The human and peoples' rights and armed conflicts in Africa
University of British Columbia
Master of Laws - LLM
Armed conflict and the systematic violation of human rights have been characteristics of life in much of Africa. The interrelationship between these two phenomenon is explored; armed conflict is both the result of the denial of such human rights as the right of political participation, and a cause of further denial of human rights both by States and by armed guerrilla movements. The cases of Ethiopia, Sudan and Uganda are discussed in detail. In the first two cases the denial of the right to autonomy and self-determination have clearly been major factors in the armed conflict and in the further denial of human rights. The clearest failure in Uganda has been the continued failure of regimes to ensure reasonable political participation of the people in government. In the light of the situation, the adequacy of the African Charter of Human and Peoples' Rights, the African Commission on Human and Peoples' Rights, and the machinery available through the United Nations and existing Non-Governmental Organizations is examined. The African system, in comparison to the human rights systems in Europe or the Americas, is excessively dominated by State political leaders, leading to doubts whether the new African Commission on Human Rights will be able to be effective.

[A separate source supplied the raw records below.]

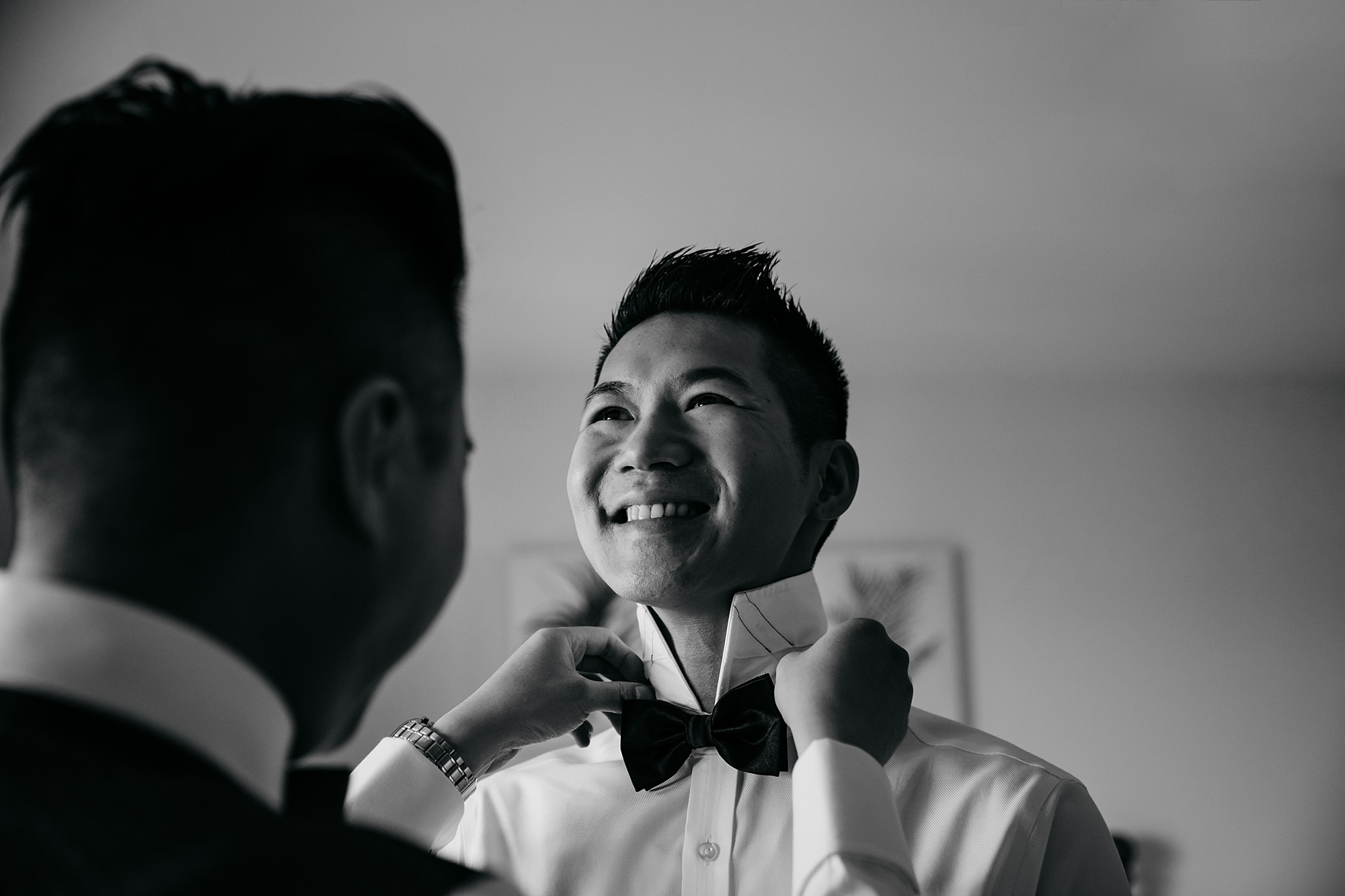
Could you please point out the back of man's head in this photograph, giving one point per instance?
(204, 275)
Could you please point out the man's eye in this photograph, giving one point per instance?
(613, 413)
(708, 399)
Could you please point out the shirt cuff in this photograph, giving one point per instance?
(399, 791)
(844, 806)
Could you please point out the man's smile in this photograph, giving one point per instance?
(637, 513)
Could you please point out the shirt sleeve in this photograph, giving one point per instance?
(399, 791)
(1081, 857)
(848, 837)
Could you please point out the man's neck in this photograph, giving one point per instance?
(697, 642)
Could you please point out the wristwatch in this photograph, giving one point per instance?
(439, 751)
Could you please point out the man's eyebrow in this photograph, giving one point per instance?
(618, 388)
(701, 374)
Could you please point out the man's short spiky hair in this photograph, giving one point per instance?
(740, 284)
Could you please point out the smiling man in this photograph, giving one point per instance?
(709, 470)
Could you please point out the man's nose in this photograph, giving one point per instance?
(657, 442)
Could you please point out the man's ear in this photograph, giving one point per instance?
(377, 452)
(839, 478)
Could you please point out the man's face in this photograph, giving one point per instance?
(685, 483)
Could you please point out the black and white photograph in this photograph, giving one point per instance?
(736, 448)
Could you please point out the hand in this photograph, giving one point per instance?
(849, 686)
(548, 688)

For various reasons, the United Nations organs have not addressed the human rights situation in much of black Africa, concentrating concern on Southern Africa and Apartheid. The study concludes that the African human rights machinery should be altered to make the Commission more independent and to add a court or an arbitration tribunal. It is also necessary to develop indigenous Non-Governmental Organizations concerned with human rights in Africa. Foreign States could condition their foreign aid on State respect for human rights, and should avoid armed support for particular factions, as has occured in Ethiopia, Angola and Mozambique. But humanitarian intervention in genuine cases of gross human rights abuses should be provide for, as with the Tanzanian entry into Uganda in 1979.